The Australia captain believes that for a player like Guptill one shot could spark him back into form

Daniel Brettig
Daniel Brettig
Australia's captain Aaron Finch believes a technical tune-up during quarantine ahead of the T20I series against New Zealand has given him the chance to atone for a grim BBL that saw him go unsold in the IPL auction, while at the same time hoping the tourists have planned assiduously enough for Martin Guptill to prevent the opener from doing likewise.
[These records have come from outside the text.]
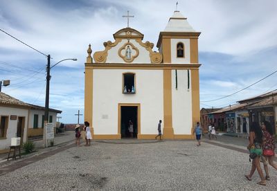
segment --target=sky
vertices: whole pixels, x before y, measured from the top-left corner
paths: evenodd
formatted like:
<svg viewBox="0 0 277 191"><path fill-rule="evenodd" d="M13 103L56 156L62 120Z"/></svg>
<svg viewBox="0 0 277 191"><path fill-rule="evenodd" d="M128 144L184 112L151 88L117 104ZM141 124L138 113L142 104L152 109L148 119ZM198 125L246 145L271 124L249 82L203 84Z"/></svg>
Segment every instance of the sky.
<svg viewBox="0 0 277 191"><path fill-rule="evenodd" d="M51 55L51 108L62 110L60 122L77 123L84 113L84 62L104 42L129 26L156 48L159 34L176 10L171 0L0 0L0 80L2 92L24 102L45 105L46 65ZM197 32L200 108L219 108L277 89L277 73L226 98L277 70L277 1L186 0L177 10ZM84 120L84 116L80 120Z"/></svg>

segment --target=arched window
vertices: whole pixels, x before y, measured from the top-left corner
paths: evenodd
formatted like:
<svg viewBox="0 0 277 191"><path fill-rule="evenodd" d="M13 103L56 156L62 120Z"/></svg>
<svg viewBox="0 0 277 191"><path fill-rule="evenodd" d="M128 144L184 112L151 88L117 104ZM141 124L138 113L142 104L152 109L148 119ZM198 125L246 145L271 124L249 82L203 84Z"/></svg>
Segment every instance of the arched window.
<svg viewBox="0 0 277 191"><path fill-rule="evenodd" d="M181 42L179 42L177 44L177 57L184 57L185 54L184 54L184 44Z"/></svg>
<svg viewBox="0 0 277 191"><path fill-rule="evenodd" d="M123 73L123 93L124 94L136 93L135 73Z"/></svg>

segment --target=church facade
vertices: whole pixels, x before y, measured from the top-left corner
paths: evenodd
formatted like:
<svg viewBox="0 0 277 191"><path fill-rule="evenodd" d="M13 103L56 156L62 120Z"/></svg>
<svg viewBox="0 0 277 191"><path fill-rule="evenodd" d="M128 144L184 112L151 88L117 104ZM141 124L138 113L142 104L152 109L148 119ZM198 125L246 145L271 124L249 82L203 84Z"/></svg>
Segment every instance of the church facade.
<svg viewBox="0 0 277 191"><path fill-rule="evenodd" d="M127 27L85 63L84 120L93 139L191 139L199 121L198 37L175 11L154 44ZM130 129L130 127L132 129Z"/></svg>

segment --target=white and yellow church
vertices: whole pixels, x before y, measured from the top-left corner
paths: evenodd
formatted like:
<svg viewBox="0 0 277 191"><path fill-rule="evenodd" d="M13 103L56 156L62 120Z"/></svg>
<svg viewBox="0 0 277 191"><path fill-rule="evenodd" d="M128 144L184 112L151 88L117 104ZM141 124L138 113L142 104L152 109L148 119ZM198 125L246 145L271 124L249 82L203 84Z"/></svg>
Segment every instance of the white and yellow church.
<svg viewBox="0 0 277 191"><path fill-rule="evenodd" d="M199 121L198 37L179 11L157 44L128 27L85 63L84 120L93 139L191 139ZM133 124L133 134L128 127Z"/></svg>

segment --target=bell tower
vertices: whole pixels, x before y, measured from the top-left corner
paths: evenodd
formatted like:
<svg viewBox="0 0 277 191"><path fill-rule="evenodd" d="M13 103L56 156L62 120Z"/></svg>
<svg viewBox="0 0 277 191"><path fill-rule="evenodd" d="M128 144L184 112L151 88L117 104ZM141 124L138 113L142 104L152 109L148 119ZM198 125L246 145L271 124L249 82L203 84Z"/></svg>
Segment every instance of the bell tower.
<svg viewBox="0 0 277 191"><path fill-rule="evenodd" d="M160 32L157 45L159 52L163 55L163 64L189 64L190 66L187 69L187 76L188 84L191 83L191 87L188 87L188 91L191 92L191 129L200 120L199 69L196 66L196 65L199 66L198 37L200 33L192 28L187 19L179 11L175 11L173 15L169 19L165 30ZM195 67L194 68L190 64L195 64ZM172 98L172 70L163 71L163 136L165 138L175 137L172 124L172 102L174 101L172 99L174 100L174 98Z"/></svg>

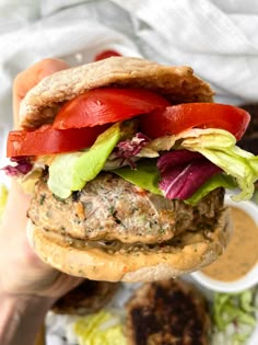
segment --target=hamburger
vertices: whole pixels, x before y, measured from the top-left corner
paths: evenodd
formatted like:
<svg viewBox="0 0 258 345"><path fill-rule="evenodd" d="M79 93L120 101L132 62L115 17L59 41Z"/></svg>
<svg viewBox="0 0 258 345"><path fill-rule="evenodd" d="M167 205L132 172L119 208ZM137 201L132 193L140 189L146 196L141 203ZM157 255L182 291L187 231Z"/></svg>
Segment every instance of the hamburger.
<svg viewBox="0 0 258 345"><path fill-rule="evenodd" d="M36 181L30 243L94 280L201 268L224 250L224 188L250 198L257 157L236 147L249 114L213 103L190 67L110 57L46 77L20 107L5 171Z"/></svg>
<svg viewBox="0 0 258 345"><path fill-rule="evenodd" d="M126 304L130 345L211 344L208 301L192 284L167 279L143 284Z"/></svg>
Finch and Guptill have had similarly underwhelming lead-ins to the series, the latter also battling a hamstring complaint that kept him out of Auckland's last two domestic T20 games. A paltry return of 179 runs at 13.76 across 13 innings for the Melbourne Renegades left Finch with plenty of thinking to do in hotel isolation in New Zealand, and he concentrated ultimately on ensuring he remains light on his feet in the series that start on Monday evening. Whatever the outcome, it will be too late for IPL clubs who passed over Finch at the auction, freeing up time at home.
"It would've been nice to be playing again, it's an amazing competition to be a part of, but it wasn't unexpected that I didn't get picked up to be honest," Finch said. "I'd prefer to be playing cricket, but a little bit of time at home might not be the worst thing, having quite a full schedule since August when we left for the UK and a few times in quarantine and a lot of times in hubs and bubbles, I think just getting home and recharging the batteries might be nice. I know my wife's definitely looking forward to it.
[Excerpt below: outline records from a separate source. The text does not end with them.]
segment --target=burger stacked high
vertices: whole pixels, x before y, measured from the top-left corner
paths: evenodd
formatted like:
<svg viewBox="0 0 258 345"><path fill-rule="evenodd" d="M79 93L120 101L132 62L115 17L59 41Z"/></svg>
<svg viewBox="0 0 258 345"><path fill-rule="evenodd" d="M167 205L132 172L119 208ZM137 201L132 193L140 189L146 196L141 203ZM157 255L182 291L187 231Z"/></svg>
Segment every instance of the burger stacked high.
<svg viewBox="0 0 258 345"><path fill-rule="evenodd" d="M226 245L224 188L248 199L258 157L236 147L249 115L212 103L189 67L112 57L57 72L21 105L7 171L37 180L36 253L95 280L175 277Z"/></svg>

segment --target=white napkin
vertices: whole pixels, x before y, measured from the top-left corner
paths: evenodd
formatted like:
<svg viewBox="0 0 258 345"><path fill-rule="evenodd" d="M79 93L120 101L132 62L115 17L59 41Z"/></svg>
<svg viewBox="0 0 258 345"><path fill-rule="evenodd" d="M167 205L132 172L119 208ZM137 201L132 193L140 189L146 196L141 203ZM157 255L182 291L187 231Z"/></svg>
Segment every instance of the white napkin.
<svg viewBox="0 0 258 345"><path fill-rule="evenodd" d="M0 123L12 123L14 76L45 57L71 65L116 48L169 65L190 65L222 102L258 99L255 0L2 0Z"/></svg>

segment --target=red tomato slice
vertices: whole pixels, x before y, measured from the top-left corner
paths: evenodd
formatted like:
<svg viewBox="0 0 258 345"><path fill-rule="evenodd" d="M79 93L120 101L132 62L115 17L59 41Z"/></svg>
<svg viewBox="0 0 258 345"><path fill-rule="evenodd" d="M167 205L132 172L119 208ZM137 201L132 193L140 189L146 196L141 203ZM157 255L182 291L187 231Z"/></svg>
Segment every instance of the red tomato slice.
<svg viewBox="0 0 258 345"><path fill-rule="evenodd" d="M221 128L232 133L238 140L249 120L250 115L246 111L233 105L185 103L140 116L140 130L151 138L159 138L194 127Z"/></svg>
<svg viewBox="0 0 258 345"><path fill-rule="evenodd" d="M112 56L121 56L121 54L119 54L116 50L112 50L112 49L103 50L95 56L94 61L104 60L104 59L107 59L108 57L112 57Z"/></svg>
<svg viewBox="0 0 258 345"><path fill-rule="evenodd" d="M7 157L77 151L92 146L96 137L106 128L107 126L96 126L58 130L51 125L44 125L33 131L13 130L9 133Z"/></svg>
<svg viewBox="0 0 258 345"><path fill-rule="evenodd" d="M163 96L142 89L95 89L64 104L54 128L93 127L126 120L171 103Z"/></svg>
"I've been working on a few little technical things, trying to get a little bit less weight on my front foot. At times I can be a little bit flat-footed and my feet get planted and then I struggle to move again. I have my initial movement and then I get a little bit stuck. I've talked a lot and worked a fair bit with Andrew McDonald, who I go back to every time things don't seem quite right and he seems to sort it out pretty quick, so it's been nice to have a good chunk of training and focusing on a few little technical changes."
Assessing Guptill, Finch argued that he was the sort of batsman who could flick the switch from struggling to thriving with one innings or even one sweetly struck shot, meaning the Australia new-ball brigade, including the IPL-bound Jhye Richardson and Riley Meredith, would need to be as sharp as possible in the opening exchanges.
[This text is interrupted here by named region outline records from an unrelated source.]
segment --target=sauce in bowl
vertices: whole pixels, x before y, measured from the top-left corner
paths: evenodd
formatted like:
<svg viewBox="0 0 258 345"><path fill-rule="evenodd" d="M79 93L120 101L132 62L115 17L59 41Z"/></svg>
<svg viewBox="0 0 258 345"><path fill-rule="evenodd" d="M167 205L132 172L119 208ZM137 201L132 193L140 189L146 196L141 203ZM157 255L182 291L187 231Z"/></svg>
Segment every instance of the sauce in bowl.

"He's a great player, had a lot of success in one-day and T20 cricket, he's played some great knocks against us as well," Finch said. "With guys who are so dynamic at the top of the order, that sometimes can take one shot, one innings and they're back flying again. So he's someone we're doing a lot of planning for, a lot of preparation, so you never take anyone with his quality and skill lightly.
"They're a well drilled, quality side, they do the basics really well, so we've been watching them, watching a bit of videos of the guys we might not have seen a huge amount of or played a huge amount against, to keep getting as much information as we can and making sure that our plans are as solid as they can be leading up to game one."
Richardson, Meredith and Josh Philippe are chief among the young names in the squad, with the wristspinner Tanveer Sangha another. Finch had been quite clear on what the team's batting order would look like on arrival in New Zealand, but was a little more circumspect the day before hostilities began.
"The first aim is to win the series but there's also a bit of information grabbing throughout the series with guys in some different roles potentially," he said, "but our No. 1 focus is to try to win the series. We're coming up against a great New Zealand side, quite experienced as well, so we're going to have to be on our game."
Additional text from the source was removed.